In diabetic foot ulcers, there are often mixed etiologic factors that contribute to poor healing such as macrovascular and microvascular compromise, sensorimotor neuropathy, chronic infection, poor skin barrier function, and repeated injury. Each factor needs to be assessed and managed accordingly, but key priorities include re-establishing an adequate blood supply, off-loading, and protecting critical, pressure areas.
Chronic skin ulcers due to underlying inflammatory or autoimmune disorders often pose a challenging diagnostic and management problem to the dermatologist. As the majority of such ulcers occur on the lower extremities, they may mimic other more commonly encountered conditions, such as venous leg ulcers. Furthermore, new ulcers in an immunosuppressed patient with underlying collagen vascular disease, such as rheumatoid arthritis, may be multi-factorial in etiology. They may result from the disease process itself or from other associated conditions, such as pyoderma gangrenosum, atypical infection, or malignancy.

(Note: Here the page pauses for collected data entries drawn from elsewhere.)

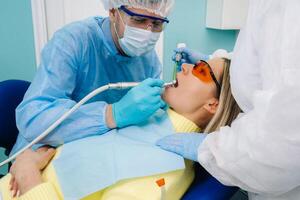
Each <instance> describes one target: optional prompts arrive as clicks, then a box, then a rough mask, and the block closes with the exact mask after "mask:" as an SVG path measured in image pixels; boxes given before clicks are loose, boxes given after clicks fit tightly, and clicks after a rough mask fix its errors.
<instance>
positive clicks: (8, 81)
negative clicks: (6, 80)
mask: <svg viewBox="0 0 300 200" xmlns="http://www.w3.org/2000/svg"><path fill="white" fill-rule="evenodd" d="M29 85H30V83H29V82H27V81H21V80H8V81H3V82H0V147H2V148H4V149H5V155H8V154H9V152H10V151H11V149H12V147H13V145H14V144H15V142H16V139H17V136H18V129H17V127H16V119H15V109H16V108H17V106H18V105H19V104H20V103H21V101H22V99H23V97H24V94H25V92H26V90H27V89H28V87H29ZM2 159H3V158H2ZM0 177H1V175H0Z"/></svg>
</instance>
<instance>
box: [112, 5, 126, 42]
mask: <svg viewBox="0 0 300 200" xmlns="http://www.w3.org/2000/svg"><path fill="white" fill-rule="evenodd" d="M116 10H117V13H118V14H119V17H120V19H121V21H122V23H123V25H124V27H126V24H125V22H124V20H123V18H122V16H121V13H120V11H119V9H116ZM114 29H115V33H116V35H117V37H118V39H119V40H120V39H121V37H120V35H119V34H118V31H117V27H116V22H114Z"/></svg>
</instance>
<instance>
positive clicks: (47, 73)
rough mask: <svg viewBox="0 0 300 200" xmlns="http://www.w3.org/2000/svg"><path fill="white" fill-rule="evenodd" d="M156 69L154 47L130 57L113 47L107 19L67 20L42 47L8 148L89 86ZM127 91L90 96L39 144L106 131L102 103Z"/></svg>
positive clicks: (134, 77) (102, 93) (126, 77)
mask: <svg viewBox="0 0 300 200" xmlns="http://www.w3.org/2000/svg"><path fill="white" fill-rule="evenodd" d="M160 73H161V64H160V62H159V60H158V57H157V54H156V52H155V50H153V51H151V52H149V53H147V54H145V55H143V56H140V57H132V58H130V57H126V56H122V55H121V54H120V53H119V52H118V50H117V48H116V46H115V44H114V42H113V39H112V34H111V30H110V20H109V18H101V17H92V18H89V19H87V20H84V21H80V22H75V23H72V24H70V25H67V26H66V27H64V28H63V29H61V30H59V31H58V32H57V33H55V35H54V37H53V38H52V40H51V41H50V42H48V44H47V45H46V47H45V48H44V49H43V52H42V59H41V64H40V66H39V69H38V72H37V74H36V77H35V79H34V80H33V82H32V84H31V86H30V88H29V90H28V91H27V93H26V95H25V97H24V100H23V102H22V103H21V104H20V105H19V106H18V108H17V110H16V121H17V126H18V129H19V131H20V133H19V136H18V139H17V143H16V144H15V146H14V149H13V151H12V153H13V152H15V151H16V150H19V149H20V148H21V147H22V146H23V145H25V144H27V143H28V142H29V141H32V140H33V139H34V138H36V137H37V136H38V135H40V134H41V133H42V132H43V131H45V130H46V129H47V128H48V127H49V126H50V125H51V124H52V123H53V122H54V121H56V120H57V119H58V118H59V117H60V116H61V115H62V114H63V113H65V112H66V111H67V110H69V109H70V108H71V107H72V106H74V105H75V104H76V103H77V102H78V101H80V100H81V99H82V98H83V97H84V96H86V95H87V94H88V93H90V92H91V91H93V90H94V89H96V88H98V87H100V86H103V85H106V84H108V83H115V82H139V81H143V80H145V79H146V78H150V77H151V78H159V76H160ZM126 92H127V91H121V90H111V91H106V92H104V93H102V94H100V95H98V96H96V97H94V98H93V99H92V100H91V101H90V102H89V103H88V104H86V105H84V106H82V107H81V108H80V109H79V110H78V111H77V112H75V113H74V114H72V115H71V116H70V117H69V118H68V119H67V120H66V121H65V122H63V123H62V124H61V125H60V126H59V127H58V128H56V129H55V130H54V131H53V132H52V133H51V134H50V135H49V136H47V137H46V138H45V139H43V140H42V141H41V143H40V144H50V145H54V146H57V145H60V144H62V143H65V142H69V141H73V140H75V139H79V138H84V137H87V136H92V135H98V134H103V133H105V132H107V131H108V130H109V129H108V127H107V126H106V123H105V109H106V106H107V104H111V103H114V102H117V101H119V100H120V99H121V98H122V97H123V96H124V95H125V94H126Z"/></svg>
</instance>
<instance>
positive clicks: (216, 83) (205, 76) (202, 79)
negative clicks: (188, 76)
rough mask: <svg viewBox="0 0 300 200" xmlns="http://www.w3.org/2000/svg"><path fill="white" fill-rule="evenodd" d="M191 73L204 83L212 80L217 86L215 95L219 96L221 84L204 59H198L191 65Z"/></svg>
mask: <svg viewBox="0 0 300 200" xmlns="http://www.w3.org/2000/svg"><path fill="white" fill-rule="evenodd" d="M192 74H193V75H194V76H196V77H197V78H198V79H200V80H201V81H203V82H205V83H210V82H214V83H215V85H216V87H217V97H219V96H220V93H221V85H220V83H219V82H218V81H217V78H216V76H215V74H214V72H213V70H212V68H211V67H210V65H209V64H208V63H207V62H206V61H204V60H201V61H199V62H198V63H197V64H196V65H195V66H194V67H193V70H192Z"/></svg>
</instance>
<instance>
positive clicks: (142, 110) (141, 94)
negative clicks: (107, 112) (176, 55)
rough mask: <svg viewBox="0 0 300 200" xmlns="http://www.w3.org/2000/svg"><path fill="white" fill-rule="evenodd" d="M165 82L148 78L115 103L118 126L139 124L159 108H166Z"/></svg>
mask: <svg viewBox="0 0 300 200" xmlns="http://www.w3.org/2000/svg"><path fill="white" fill-rule="evenodd" d="M163 84H164V82H163V81H162V80H160V79H150V78H149V79H146V80H145V81H143V82H142V83H141V84H139V85H138V86H136V87H134V88H132V89H131V90H129V91H128V93H127V94H126V95H125V96H124V97H123V98H122V99H121V100H120V101H119V102H117V103H114V104H113V105H112V109H113V117H114V120H115V123H116V125H117V127H118V128H122V127H125V126H129V125H134V124H139V123H141V122H143V121H145V120H147V119H148V118H149V117H150V116H151V115H152V114H154V113H155V112H156V111H157V110H158V109H159V108H165V107H166V103H165V102H164V101H163V100H162V99H161V93H162V90H163Z"/></svg>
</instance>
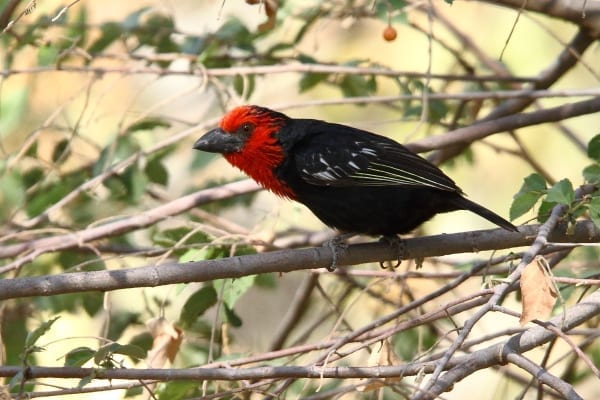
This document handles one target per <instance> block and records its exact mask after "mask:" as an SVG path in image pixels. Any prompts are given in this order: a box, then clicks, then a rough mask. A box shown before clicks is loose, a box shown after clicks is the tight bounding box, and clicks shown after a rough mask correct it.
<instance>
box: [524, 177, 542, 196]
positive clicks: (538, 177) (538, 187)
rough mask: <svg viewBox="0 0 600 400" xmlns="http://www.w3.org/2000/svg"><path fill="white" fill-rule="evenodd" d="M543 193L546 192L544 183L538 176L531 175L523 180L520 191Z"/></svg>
mask: <svg viewBox="0 0 600 400" xmlns="http://www.w3.org/2000/svg"><path fill="white" fill-rule="evenodd" d="M524 190H526V191H530V192H539V193H543V192H544V191H545V190H546V181H545V180H544V178H542V176H541V175H539V174H531V175H529V176H528V177H526V178H525V179H524V183H523V187H522V188H521V191H524Z"/></svg>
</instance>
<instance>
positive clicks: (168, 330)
mask: <svg viewBox="0 0 600 400" xmlns="http://www.w3.org/2000/svg"><path fill="white" fill-rule="evenodd" d="M146 326H147V327H148V330H150V334H151V335H152V337H153V338H154V340H153V342H152V349H151V350H150V351H149V352H148V357H147V358H146V363H147V364H148V366H149V367H151V368H161V367H162V366H164V365H165V364H166V362H167V360H169V361H170V362H173V360H174V359H175V356H176V355H177V353H178V352H179V346H180V345H181V341H182V340H183V331H182V330H181V329H179V328H178V327H177V326H176V325H175V324H173V323H171V322H169V321H167V320H166V319H165V318H162V317H161V318H153V319H151V320H150V321H148V322H147V323H146Z"/></svg>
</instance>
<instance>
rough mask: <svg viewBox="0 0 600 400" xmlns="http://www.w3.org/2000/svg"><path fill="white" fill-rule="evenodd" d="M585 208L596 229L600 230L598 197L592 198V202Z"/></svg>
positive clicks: (598, 204) (594, 197)
mask: <svg viewBox="0 0 600 400" xmlns="http://www.w3.org/2000/svg"><path fill="white" fill-rule="evenodd" d="M587 208H588V211H589V213H590V219H591V220H592V222H593V223H594V225H596V227H597V228H600V197H592V200H590V202H589V203H588V204H587Z"/></svg>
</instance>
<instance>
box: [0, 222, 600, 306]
mask: <svg viewBox="0 0 600 400" xmlns="http://www.w3.org/2000/svg"><path fill="white" fill-rule="evenodd" d="M538 229H539V226H537V225H528V226H523V227H521V229H520V232H508V231H505V230H503V229H492V230H482V231H473V232H464V233H454V234H442V235H435V236H425V237H418V238H411V239H405V240H404V241H403V244H404V246H403V248H404V249H403V250H404V252H403V254H400V256H401V257H402V258H403V259H412V258H414V259H421V258H424V257H434V256H441V255H447V254H455V253H468V252H474V251H484V250H499V249H507V248H513V247H519V246H526V245H530V244H531V243H532V242H533V240H534V238H535V237H536V234H537V232H538ZM549 239H550V240H552V241H553V242H568V243H571V242H577V243H590V242H599V241H600V230H599V229H598V228H596V227H595V226H594V224H593V223H591V222H589V221H584V222H579V223H578V224H577V225H576V226H575V229H574V232H573V234H566V233H565V230H564V229H561V230H560V231H559V230H556V231H554V232H553V233H552V235H550V238H549ZM398 256H399V254H398V249H397V248H395V247H393V246H389V244H387V243H381V242H376V243H365V244H357V245H351V246H348V248H347V249H346V250H344V251H339V254H338V265H340V266H341V265H354V264H361V263H367V262H375V261H381V260H396V259H398ZM332 260H333V254H332V251H331V248H330V247H329V246H323V247H315V248H308V249H299V250H291V249H288V250H281V251H273V252H269V253H261V254H251V255H245V256H236V257H230V258H223V259H218V260H207V261H197V262H189V263H185V264H180V263H165V264H162V265H148V266H145V267H138V268H129V269H125V270H111V271H106V270H104V271H92V272H74V273H64V274H59V275H48V276H40V277H31V278H15V279H4V280H0V300H4V299H10V298H16V297H33V296H50V295H55V294H62V293H77V292H87V291H98V290H100V291H107V290H118V289H125V288H132V287H155V286H162V285H169V284H173V283H188V282H206V281H210V280H214V279H224V278H238V277H242V276H248V275H255V274H262V273H269V272H280V273H282V272H291V271H298V270H307V269H313V268H327V267H329V266H330V265H331V262H332Z"/></svg>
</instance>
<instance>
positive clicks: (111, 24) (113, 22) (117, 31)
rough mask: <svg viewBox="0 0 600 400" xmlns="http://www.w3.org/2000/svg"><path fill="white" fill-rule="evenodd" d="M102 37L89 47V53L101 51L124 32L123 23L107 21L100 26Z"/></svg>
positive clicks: (120, 35) (119, 36)
mask: <svg viewBox="0 0 600 400" xmlns="http://www.w3.org/2000/svg"><path fill="white" fill-rule="evenodd" d="M100 32H101V34H100V37H99V38H98V39H96V40H95V41H94V42H93V43H92V44H91V45H90V46H89V47H88V49H87V51H88V53H90V54H96V53H100V52H101V51H103V50H104V49H106V48H107V47H108V46H110V45H111V44H112V43H113V42H114V41H116V40H117V39H119V38H120V37H121V35H122V34H123V29H122V28H121V25H120V24H118V23H116V22H106V23H104V24H102V25H101V26H100Z"/></svg>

Important inflammatory ulcers include medium vessel vasculitis, livedoid vasculopathy, and cutaneous polyarteritis nodosa, which may be associated with underlying hepatitis B infection in Asians. Important clinical signs that point toward an underlying vasculitic or inflammatory etiology include palpable purpura, ecchymosis, necrosis, and livedo reticularis. A livedo-like pattern, such as livedo racemosa, may be associated with polyarteritis nodosa, cryoglobulinemia, or hypercoagulable states such as anti-phospholipid syndrome. Inflammatory ulcers, especially those due to livedoid vasculopathy, often heal with atrophie blanche-like scars, which are smooth, stellate-shaped, porcelain-white scars associated with surrounding hyperpigmentation and telangiectasias. Ulcers due to pyoderma gangrenosum often present as rapidly expanding, exquisitely painful lower limb ulcers with a characteristic undermined violaceous border. A full cutaneous and systemic examination should be performed to identify valuable clues such as nail fold infarcts, digital gangrene, calcinosis cutis, peripheral neuropathy, and photosensitivity.
Leprosy as an underlying cause of a neuropathic ulcer must be kept in mind, especially in patients from Asian countries where the disease is still endemic.
Importantly, the vascular status of any ulcer should be assessed clinically by palpating for an arterial pulse or measuring the ankle brachial index as this may have implications on the healing ability of the ulcers.